Abstract 20396: Induction of Ischemia-Reperfusion Injury by Extracellular RNA: A case for Tumor Necrosis Factor (TNF-α) - Shedding
Introduction: During acute myocardial infarction, cardiomyocyte death has a great impact on the quality of life and survival of patients. Despite reopening/reperfusion of stenosed vessels, a major organ damage remains. The initial mechanistic triggers of this myocardial “ischemia/reperfusion (I/R) injury” remain greatly unexplained.
Hypothesis: We hypothesized that extracellular RNA (eRNA), derived from damaged tissue, and tumor-necrosis-factor-a (TNF-α), may dictate cardiac I/R injury.

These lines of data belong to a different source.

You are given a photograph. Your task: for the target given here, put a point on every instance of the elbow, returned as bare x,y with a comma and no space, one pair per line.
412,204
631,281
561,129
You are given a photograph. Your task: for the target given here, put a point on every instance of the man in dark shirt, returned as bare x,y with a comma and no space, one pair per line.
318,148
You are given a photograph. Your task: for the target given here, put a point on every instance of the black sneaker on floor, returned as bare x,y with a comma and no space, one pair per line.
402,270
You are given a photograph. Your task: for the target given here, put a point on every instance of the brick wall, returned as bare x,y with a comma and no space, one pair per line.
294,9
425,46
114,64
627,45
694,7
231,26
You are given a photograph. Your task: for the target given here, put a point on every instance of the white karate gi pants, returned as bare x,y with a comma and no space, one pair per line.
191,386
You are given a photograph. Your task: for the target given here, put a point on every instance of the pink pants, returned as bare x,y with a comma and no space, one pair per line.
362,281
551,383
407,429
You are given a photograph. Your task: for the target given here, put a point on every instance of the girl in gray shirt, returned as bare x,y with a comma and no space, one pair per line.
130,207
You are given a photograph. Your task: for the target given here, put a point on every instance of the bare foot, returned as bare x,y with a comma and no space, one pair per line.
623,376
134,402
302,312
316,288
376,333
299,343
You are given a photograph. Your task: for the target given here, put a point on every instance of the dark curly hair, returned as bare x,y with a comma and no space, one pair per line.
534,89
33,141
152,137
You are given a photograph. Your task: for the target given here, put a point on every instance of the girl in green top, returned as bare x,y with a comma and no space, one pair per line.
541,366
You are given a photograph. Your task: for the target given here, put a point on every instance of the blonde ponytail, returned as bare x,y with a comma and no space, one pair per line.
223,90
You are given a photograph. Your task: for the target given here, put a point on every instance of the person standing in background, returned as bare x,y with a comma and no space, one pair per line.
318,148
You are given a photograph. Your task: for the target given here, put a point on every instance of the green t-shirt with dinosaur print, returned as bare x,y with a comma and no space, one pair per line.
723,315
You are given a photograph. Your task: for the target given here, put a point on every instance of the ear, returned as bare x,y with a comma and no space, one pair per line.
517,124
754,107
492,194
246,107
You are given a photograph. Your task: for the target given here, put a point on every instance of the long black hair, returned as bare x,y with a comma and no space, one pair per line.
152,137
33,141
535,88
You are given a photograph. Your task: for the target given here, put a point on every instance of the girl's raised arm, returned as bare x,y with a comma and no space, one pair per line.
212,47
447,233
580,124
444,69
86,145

Methods and Results: Following myocardial I/R in mice or I/R induced in the isolated Langendorff rat heart, increased eRNA levels were found together with cardiac injury markers. Likewise, eRNA was released from cardiomyocytes under hypoxia and subsequently induced TNF-α liberation by activation of TNF-α converting enzyme (TACE) to provoke cardiomyocyte death. Conversely, TNF-α promoted eRNA release especially under hypoxia, feeding a vicious cell damaging cycle during I/R. Administration of RNase1 or TAPI (a TACE-inhibitor) prevented cell death and myocardial infarction. Likewise, RNase1 significantly reduced I/R-mediated energy exhaustion, opening of mitochondrial permeability transition pores as well as oxidative damage in cardiomyocytes.
Conclusions: RNase1 and TACE-inhibitor provide novel therapeutic regimen to interfere with the adverse eRNA-TNF-α interplay and significantly reduce or prevent the pathological outcome of ischemic heart disease. This uncovered fundamental pathomechanism is likely to operate in other organs and tissues as well.
Author Disclosures: H.A. Cabrera-Fuentes: None. K.T. Preissner: None.
- © 2014 by American Heart Association, Inc.